From time to time I come across a rant on Twitter, that regular expressions are confusing and hard in general. I think if you know the basic building blocks of it, you’ll see how useful they are, and you can unleash its power in your daily coding life.

You do not have to know everything about them to be productive with them.

What are regular expressions

To put it simply, a regular expression (regex, regexp) is a sequence of characters that defines a pattern, that can be used on other strings to see whether they match the pattern or not.

It has roots in formal language theory.

You can imagine a regular expression as a machine, that checks whether the input string corresponds to its precoded rules or not.

Base building blocks

[characters]Matches any character in characters (can be an interval)
[^characters]Negation: Matches any character that is not in characters
|Matches any one element separated by the pipe (|) character. For example: a|b|c matches one of a, b or c.
.Match any 1 character (except linebreaks)
?Matches the previous element zero or one time
*Matches the previous element zero or more times (greedy, it matches as much as it possibly can)
+Matches the previous element one or more times (greedy)
()Creates a capture group, that can be extracted, or checked for repeating, assigns a number for it starting from 1
^Marks the start of the line
$Marks the end of the line
\characterIf you’d like to use any of the characters above in this list without their special meaning, (outside []-s), you’ll need to escape them. For example: \. means a literal dot character.

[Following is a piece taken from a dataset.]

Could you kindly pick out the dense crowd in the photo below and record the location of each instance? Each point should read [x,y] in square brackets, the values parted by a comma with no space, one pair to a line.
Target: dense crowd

You can build many patterns out of these simple building blocks. Here are a few examples.

  • [a-zA-Z]+ matches any word that consists of upper or lowercase letters of the English alphabet
  • [0-9]+ matches any character string that constist of only numeric characters
  • th[ae]n matches than OR then
  • winter|spring|summer|autumn matches one of 4 seasons
  • ^line$ matches a line that only contains the text line
  • [^02-9][8-9][1-4][0-9] matches numbers between 1810-1849 OR 1910-1949
  • (key)?board matches keyboard OR board
  • (https?|ftp):// matches http://, https://, ftp://

It’s not always reasonable to write down all possible matches, but it’s always a good idea to keep the possibilities in mind.

  • a+(bb|dd)*c?$ matches text that follows the pattern: at least 1 a followed by 0 or more occurrances of bb or dd and an optional c at the end

Advice to read regexp

In order to understand what can a certain regular expression match, you need to follow these simple rules:

  1. Read it from left to right
  2. Do not skip any characters
  3. If you encounter unknown syntax, read the appropriate docs, or use a tool like regex101

Tip: Syntax highlight and bracket matching usually helps to understand complex expressions.

Advice to write regexp

  • Keep it simple
  • Make sure it’s readable for others. I like to comment my intentions, in case the expression seems confusing
  • Use . sparingly
  • Try to keep greedy patterns to the minimum, for performance (see ReDoS)

Some “advanced” concepts I like to use

  • Word boundaries: \b allows you to perform a “whole words only” search with e.g: \bword\b
  • Shorthand character classes
    • Whitespace: \s
    • Word: \w stands for [A-Za-z0-9_]
    • Digit: \d stands for [0-9]
    • Negated forms: \S, \W, \D
  • Backreference: match the same text as the marked capture group
  • Non-capturing groups: (?:) do not store the result of the group
    • (?:19)?(9[0-9]) matches numbers 1990-1999 OR 90-99, but captures only the second group
  • Non-greedy matches (*?, +?) try to keep the match to the bare minimum so that the remaining part matches
  • Exact number of matches
    • {n}: Matches the previous element exactly n times
    • {n,}: Matches the previous element at least n times
    • {n, m}: Matches the previous element at least n times and at most m times

Good to know about:

Where can we use them

Nowadays they can be used almost anywhere where there’s an option to process/match text.

Most modern text editors have an opt-in option to use regular expressions in search. The best part is that they usually support replace patterns with regular expressions. That means that, you can use capturing groups in the replacement part.

UNIX/Linux utilities like sed, (e)grep, find.

Programming languages generally support regular expressions.

For finding text in codebases via command line I often use ack-grep or its speed optimized competitor ag.

Different programs can use different regular expression parsing engines, they can differ in what functionalities are available or what syntax do they use. It’s always reasonable to check the appropriate docs when writing complex expressions.

Sites I recommend

  • In my opinion, the best way to understand and debug your regular expressions is regex101
  • is a comprehensive colorful tutorial on regular expressions
  • Regexcrosswords is a mindboggling brainteaser, where you can practice your newfound knowledge

Happy Coding!